Research in Dr. Vincenti’s laboratory examines IL-1-dependent stimulation of MMP-1 in synovial fibroblasts and chondrocytes. These studies have established that IL-1 activation of the nuclear factor-kappa B (NF-κB) and the extracellular signal regulated kinase (ERK) pathways are critical processes for transcriptional activation of MMP-1 in these cells. Ongoing research is defining specific components of these pathways that are involved. Specifically, they have found that RelA and Bcl-3 are two NF-κB family members that are absolutely required for gene activation. Furthermore, IL-1 activation of the ERK pathway leads to phosphorylation of the transcription factor C/EBPβ, which directly binds to the MMP-1 promoter and facilitates transcription.
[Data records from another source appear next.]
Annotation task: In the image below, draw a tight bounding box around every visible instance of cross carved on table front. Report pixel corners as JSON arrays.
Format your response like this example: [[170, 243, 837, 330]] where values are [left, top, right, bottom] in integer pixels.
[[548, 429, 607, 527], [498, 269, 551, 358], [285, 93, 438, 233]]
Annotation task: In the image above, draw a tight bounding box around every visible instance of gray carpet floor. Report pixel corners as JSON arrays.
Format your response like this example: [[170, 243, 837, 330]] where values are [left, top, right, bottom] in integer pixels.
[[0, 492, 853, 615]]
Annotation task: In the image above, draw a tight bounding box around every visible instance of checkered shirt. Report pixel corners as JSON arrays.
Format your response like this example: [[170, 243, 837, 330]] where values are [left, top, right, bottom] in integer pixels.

A second project in the laboratory investigates a group of plant-derived compounds known as triterpenoids. These compounds inhibit inflammation and reduce inflammation-induced MMP gene expression. TP-222, which is a triterpenoid that is highly bioavailable through oral administration to mice, effectively inhibits MMP-13 gene expression by chondrocytes and MMP-9 expression by osteoclasts. They are particularly interested in the molecular mechanisms through which TP-222 reduces MMP mRNA levels in these cells. It is hoped that this work will lead to the development of novel drugs that block cartilage destruction in arthritis and bone erosion in arthritis and osteoporosis.